I'm not entirely sure of what the dual of a monoid should be, but thinking of dual (probably incorrectly) as the opposite of something (simply on the basis that a Comonad is the dual of a Monad, and has all the same operations but the opposite way round). Rather than basing it on mappend and mempty I would base it on:

fold :: (Foldable f, Monoid m) => f m -> m

If we specialise f to a list here, we get:

fold :: Monoid m => [m] -> m

This seems to me to contain all of the monoid class, in particular.

mempty == fold []
mappend x y == fold [x, y]

So, then I guess the dual of this different monoid class would be:

unfold :: (Comonoid m) => m -> [m]

This is a lot like the monoid factorial class that I have seen on hackage here .

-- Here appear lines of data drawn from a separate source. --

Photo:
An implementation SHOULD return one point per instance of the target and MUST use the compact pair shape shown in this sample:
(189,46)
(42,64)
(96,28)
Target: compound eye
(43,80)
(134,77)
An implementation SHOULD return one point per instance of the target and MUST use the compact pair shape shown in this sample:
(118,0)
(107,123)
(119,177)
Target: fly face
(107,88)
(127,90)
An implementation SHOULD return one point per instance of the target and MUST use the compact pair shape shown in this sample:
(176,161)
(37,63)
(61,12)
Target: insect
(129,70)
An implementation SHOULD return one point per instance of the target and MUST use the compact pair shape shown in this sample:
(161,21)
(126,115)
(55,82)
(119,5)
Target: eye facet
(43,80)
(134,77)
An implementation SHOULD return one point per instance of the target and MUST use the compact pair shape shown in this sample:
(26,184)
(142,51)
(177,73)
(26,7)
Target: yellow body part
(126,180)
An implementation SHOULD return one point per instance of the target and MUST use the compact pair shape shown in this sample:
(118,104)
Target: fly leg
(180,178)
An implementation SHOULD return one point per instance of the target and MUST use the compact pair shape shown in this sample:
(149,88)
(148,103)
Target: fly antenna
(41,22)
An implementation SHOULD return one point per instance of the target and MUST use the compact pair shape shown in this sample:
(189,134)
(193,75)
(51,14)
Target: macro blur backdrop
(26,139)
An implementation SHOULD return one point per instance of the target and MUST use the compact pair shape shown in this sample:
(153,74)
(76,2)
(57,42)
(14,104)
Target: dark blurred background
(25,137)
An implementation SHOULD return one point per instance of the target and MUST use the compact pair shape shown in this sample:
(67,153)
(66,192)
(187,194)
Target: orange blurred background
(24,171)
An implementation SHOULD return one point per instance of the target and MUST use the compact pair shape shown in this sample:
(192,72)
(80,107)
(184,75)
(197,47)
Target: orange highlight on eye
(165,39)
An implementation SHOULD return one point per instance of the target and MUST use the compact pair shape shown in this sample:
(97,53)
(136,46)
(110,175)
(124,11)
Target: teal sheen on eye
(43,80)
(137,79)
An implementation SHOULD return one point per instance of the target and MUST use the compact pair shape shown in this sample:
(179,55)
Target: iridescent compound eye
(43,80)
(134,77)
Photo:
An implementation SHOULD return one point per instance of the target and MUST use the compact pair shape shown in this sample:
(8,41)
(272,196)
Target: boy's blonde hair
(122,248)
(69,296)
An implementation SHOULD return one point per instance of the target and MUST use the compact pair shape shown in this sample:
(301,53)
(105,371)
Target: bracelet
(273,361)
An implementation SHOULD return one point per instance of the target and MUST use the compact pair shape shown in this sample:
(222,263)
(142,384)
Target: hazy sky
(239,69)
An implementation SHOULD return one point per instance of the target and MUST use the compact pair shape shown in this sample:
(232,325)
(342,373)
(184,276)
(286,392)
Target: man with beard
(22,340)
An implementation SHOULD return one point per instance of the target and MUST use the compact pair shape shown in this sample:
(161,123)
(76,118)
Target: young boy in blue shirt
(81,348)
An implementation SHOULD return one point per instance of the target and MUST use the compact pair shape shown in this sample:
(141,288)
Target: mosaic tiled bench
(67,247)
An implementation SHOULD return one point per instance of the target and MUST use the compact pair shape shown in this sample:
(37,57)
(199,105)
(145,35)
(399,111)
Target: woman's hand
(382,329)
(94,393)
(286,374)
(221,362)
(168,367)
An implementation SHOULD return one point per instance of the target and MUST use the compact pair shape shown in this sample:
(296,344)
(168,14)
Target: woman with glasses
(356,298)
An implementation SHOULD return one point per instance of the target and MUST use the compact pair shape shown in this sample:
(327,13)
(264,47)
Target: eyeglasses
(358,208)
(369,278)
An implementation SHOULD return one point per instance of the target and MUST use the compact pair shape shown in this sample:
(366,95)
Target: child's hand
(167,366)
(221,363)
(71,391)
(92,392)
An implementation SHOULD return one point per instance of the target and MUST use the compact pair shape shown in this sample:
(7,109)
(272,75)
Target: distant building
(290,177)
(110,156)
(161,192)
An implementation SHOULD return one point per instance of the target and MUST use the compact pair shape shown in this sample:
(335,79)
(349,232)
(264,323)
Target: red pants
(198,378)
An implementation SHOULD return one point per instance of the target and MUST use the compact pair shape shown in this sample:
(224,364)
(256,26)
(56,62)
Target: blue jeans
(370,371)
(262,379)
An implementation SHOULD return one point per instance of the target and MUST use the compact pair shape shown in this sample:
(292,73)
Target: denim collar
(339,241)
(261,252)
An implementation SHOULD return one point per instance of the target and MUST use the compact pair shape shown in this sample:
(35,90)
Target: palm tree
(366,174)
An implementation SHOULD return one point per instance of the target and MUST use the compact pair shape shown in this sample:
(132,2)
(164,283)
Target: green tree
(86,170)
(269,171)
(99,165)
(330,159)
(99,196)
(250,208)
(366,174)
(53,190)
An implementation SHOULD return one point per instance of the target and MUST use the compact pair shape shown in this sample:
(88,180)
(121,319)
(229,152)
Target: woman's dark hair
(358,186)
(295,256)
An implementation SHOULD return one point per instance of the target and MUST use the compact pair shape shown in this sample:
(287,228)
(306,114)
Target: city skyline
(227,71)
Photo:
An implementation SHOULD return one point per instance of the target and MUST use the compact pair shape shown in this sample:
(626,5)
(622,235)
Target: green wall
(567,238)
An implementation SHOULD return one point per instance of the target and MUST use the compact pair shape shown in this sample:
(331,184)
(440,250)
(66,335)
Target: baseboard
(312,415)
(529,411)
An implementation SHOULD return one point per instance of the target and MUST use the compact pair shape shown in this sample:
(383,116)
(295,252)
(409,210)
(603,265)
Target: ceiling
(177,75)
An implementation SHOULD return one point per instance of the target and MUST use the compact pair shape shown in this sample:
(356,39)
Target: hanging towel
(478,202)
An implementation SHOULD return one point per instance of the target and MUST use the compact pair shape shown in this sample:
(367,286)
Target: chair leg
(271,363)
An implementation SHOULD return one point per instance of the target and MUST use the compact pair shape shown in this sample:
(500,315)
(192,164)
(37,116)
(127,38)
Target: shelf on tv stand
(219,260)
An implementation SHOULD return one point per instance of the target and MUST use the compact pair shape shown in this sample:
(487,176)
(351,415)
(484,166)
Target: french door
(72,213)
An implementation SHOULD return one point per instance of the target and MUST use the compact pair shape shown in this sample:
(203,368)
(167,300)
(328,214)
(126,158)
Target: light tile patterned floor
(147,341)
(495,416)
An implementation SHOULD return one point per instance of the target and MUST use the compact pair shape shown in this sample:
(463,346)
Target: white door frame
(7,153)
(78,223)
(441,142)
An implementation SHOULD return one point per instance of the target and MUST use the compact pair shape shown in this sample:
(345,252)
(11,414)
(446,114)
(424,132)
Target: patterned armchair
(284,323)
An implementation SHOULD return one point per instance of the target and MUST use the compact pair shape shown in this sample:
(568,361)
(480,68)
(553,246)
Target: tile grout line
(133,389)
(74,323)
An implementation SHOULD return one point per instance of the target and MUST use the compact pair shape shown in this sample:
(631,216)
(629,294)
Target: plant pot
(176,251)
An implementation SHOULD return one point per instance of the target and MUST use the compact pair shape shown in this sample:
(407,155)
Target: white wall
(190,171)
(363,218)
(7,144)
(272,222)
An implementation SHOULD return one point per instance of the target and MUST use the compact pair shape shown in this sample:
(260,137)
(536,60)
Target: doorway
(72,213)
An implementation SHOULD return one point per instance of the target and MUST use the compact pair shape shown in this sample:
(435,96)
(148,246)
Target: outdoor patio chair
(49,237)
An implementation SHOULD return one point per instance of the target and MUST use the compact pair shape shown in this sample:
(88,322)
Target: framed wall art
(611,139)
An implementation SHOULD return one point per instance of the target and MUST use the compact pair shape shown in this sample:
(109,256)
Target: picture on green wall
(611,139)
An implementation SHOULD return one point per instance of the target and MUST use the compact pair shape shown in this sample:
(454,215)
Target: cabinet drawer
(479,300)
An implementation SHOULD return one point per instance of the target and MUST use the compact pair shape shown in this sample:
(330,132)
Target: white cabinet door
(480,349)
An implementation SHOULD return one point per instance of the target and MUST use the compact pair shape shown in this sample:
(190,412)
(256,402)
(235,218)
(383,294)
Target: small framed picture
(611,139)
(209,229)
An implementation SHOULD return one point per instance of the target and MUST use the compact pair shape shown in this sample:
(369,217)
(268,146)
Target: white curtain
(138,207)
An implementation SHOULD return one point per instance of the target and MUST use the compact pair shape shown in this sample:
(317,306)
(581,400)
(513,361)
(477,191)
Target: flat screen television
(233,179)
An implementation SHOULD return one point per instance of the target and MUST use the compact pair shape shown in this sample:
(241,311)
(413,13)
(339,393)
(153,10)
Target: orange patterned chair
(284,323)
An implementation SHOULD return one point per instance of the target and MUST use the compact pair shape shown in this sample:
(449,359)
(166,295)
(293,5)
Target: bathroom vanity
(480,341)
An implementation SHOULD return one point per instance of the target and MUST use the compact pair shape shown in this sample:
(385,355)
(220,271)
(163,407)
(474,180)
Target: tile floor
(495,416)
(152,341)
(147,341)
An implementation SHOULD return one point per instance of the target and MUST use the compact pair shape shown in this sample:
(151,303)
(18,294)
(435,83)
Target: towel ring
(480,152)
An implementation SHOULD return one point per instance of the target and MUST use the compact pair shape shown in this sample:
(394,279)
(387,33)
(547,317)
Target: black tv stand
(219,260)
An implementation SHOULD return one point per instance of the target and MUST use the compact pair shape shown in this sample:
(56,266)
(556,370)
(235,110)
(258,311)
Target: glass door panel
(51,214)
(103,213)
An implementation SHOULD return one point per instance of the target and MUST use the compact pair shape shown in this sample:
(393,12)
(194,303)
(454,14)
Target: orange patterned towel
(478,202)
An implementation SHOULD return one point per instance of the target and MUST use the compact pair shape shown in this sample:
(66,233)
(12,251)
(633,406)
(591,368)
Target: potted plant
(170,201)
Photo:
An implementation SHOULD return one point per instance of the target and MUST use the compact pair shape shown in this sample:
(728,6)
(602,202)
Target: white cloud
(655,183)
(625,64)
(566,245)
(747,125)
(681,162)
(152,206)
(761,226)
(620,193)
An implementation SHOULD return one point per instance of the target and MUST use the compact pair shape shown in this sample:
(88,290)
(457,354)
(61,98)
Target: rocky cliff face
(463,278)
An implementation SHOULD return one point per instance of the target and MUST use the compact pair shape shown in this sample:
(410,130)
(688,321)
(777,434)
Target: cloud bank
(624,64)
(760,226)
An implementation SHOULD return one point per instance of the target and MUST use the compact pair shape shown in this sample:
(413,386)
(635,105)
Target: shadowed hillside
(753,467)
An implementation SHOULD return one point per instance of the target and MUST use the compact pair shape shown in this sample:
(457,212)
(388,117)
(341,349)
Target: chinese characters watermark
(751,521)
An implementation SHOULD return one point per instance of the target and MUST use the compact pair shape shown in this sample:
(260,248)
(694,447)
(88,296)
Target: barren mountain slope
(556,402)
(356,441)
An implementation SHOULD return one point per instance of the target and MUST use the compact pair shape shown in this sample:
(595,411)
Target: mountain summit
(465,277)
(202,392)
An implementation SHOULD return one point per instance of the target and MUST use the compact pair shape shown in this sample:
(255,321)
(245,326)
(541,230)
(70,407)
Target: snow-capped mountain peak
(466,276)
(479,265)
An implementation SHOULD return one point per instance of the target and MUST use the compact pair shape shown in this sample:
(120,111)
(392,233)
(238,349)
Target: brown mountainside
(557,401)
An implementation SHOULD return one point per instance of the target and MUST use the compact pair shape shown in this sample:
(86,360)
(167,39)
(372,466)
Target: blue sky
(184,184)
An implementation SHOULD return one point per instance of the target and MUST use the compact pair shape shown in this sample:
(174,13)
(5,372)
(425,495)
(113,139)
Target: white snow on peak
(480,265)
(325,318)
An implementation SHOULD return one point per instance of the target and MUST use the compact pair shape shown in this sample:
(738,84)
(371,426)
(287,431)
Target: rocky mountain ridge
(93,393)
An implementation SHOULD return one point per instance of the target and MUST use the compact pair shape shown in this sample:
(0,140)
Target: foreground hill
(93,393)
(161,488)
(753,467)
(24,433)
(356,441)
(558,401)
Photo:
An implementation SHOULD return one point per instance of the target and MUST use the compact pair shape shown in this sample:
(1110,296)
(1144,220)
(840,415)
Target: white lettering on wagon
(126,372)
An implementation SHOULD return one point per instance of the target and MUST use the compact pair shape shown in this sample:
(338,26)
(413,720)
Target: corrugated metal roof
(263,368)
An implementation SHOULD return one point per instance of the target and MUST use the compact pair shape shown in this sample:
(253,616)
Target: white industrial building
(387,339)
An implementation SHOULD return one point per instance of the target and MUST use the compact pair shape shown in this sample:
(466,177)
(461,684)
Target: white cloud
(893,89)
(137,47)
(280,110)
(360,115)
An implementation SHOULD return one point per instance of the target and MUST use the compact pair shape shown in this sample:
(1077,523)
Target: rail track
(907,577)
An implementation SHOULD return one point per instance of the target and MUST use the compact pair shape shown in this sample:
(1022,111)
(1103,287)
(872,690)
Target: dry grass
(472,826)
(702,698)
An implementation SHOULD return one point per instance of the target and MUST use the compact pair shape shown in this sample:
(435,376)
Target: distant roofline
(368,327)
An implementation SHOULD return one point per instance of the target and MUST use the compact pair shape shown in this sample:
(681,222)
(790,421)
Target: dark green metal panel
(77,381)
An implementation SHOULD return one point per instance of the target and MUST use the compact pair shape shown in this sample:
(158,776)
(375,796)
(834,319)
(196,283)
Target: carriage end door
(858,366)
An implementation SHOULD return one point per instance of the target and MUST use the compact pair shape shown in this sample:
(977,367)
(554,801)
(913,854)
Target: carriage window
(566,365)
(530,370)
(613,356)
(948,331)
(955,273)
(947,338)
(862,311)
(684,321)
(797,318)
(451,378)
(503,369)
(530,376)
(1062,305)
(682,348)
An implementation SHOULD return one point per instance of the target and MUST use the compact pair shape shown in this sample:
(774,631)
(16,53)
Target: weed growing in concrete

So on this basis, I think the 'reader' monad you describe would be a supply monad . The supply monad is effectively a state transformer of a list of values, so that at any point we can choose to be supplied with an item from the list. In this case, the list would be the result of unfold.supply monad

I should stress, I am no Haskell expert, nor an expert theoretician. But this is what your description made me think of.

Supply is based on State, which makes it suboptimal for some applications. For example, we might want to make an infinite tree of supplied values (eg randoms):

tree :: (Something r) => Supply r (Tree r)
tree = Branch <$> supply <*> sequenceA [tree, tree]

But since Supply is based on State, all the labels will be bottom except for the ones one the leftmost path down the tree.

You need something splittable (like in @PhillipJF's Comonoid ). But there is a problem if you try to make this into a Monad:

newtype Supply r a = Supply { runSupply :: r -> a }

instance (Splittable r) => Monad (Supply r) where
    return = Supply . const
    Supply m >>= f = Supply $ \r ->
        let (r',r'') = split r in
        runSupply (f (m r')) r''

Because the monad laws require f >>= return = f , so that means that r'' = r in the definition of (>>=) .. But, the monad laws also require that return x >>= f = fx , so r' = r as well. Thus, for Supply to be a monad, split x = (x,x) , and thus you've got the regular old Reader back again.

A lot of monads that are used in Haskell aren't real monads -- ie they only satisfy the laws up to some equivalence relation . Eg many nondeterminism monads will give results in a different order if you transform according to the laws. But that's okay, that's still monad enough if you're just wondering whether a particular element appears in the list of outputs, rather than where .

If you allow Supply to be a monad up to some equivalence relation, then you can get nontrivial splits. Eg value-supply will construct splittable entities which will dole out unique labels from a list in an unspecified order (using unsafe* magic) -- so a supply monad of value supply would be a monad up to permutation of labels. This is all that is needed for many applications. And, in fact, there is a function

runSupply :: (forall r. Eq r => Supply r a) -> a

which abstracts over this equivalence relation to give a well-defined pure interface, because the only thing it allows you to do to labels is to see if they are equal, and that doesn't change if you permute them. If this runSupply is the only observation you allow on Supply , then Supply on a supply of unique labels is a real monad.